Are there any parameters I could set in the backup policy to extend this timeout, or what is the actual reason for this issue?

 

BR,

Daniel

1 comment

FRubens
Forum|alt.badge.img+2
  • Experienced User
  • 96 comments
  • May 31, 2023

Hello @Daniel Moes,

Thank you for using K10 community!

There is a parameter that can be used to increase the kanister backup timeout, that would be for your case since you probably is using a blueprint for backup Postgres.

I would recommend first try to identify if there are no issues during the backup phase in the kanister-svc logs, if you see that the backup was still running and did not complete in time, you can try increasing the value.

Would be good to try the same blueprint command in the Postgres pod and see how much time it takes so you can have an idea.
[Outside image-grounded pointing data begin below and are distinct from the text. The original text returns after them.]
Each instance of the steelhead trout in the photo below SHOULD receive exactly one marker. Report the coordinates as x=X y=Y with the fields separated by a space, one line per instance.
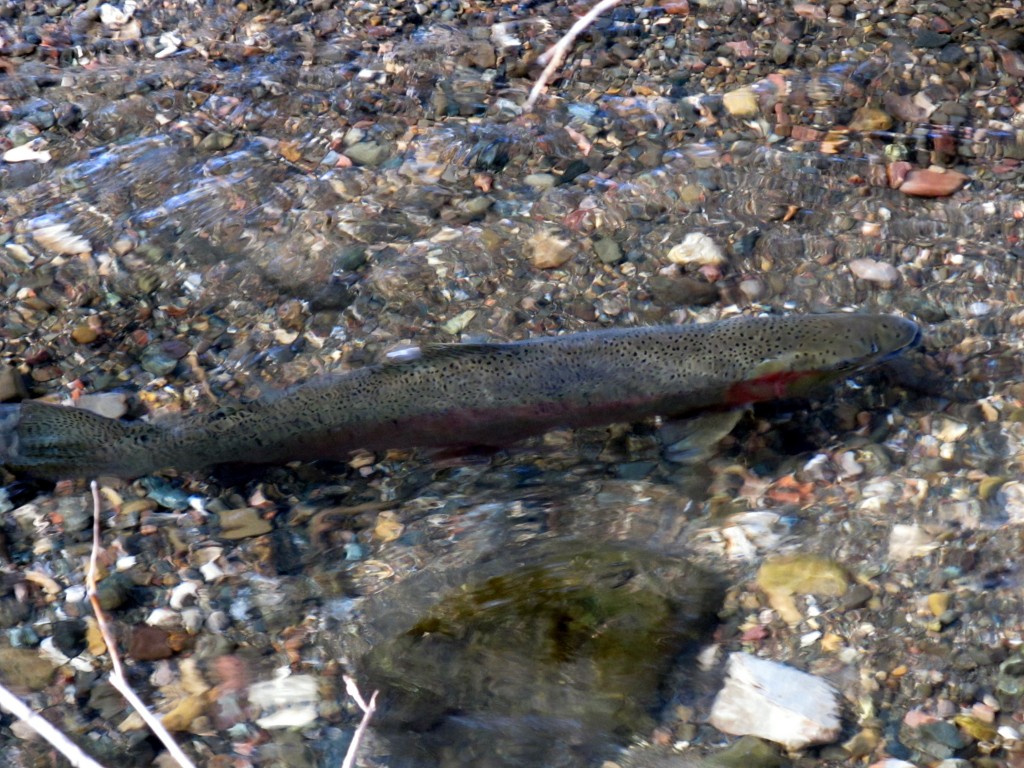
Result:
x=471 y=394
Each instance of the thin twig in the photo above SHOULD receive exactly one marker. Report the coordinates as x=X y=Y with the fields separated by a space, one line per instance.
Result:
x=118 y=679
x=369 y=708
x=43 y=727
x=554 y=56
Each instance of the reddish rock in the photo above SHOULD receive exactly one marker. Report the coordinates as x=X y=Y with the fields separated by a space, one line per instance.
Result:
x=932 y=183
x=896 y=173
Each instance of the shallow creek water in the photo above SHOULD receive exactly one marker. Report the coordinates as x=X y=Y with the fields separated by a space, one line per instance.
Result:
x=298 y=188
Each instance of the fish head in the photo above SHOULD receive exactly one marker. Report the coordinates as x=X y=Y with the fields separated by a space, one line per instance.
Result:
x=803 y=353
If you find out it is just taking more time, the helm value below can be used to upgrade kanister backup timeout:

--set kanister.backupTimeout=<value-minutes>

The default value is 45 minutes, it can be increased according to your needs, below as an example, increasing to 120 minutes:

helm get values k10 -n kasten-io > k10_val.yaml
helm upgrade k10 kasten/k10 --namespace=kasten-io -f k10_val.yaml \
--set kanister.backupTimeout=120 --version=YOUR_K10_VERSION

More information about this and other K10 helm values can be found at our docs:

https://docs.kasten.io/latest/install/advanced.html#complete-list-of-k10-helm-options

Hope it helps.

FRubens


Comment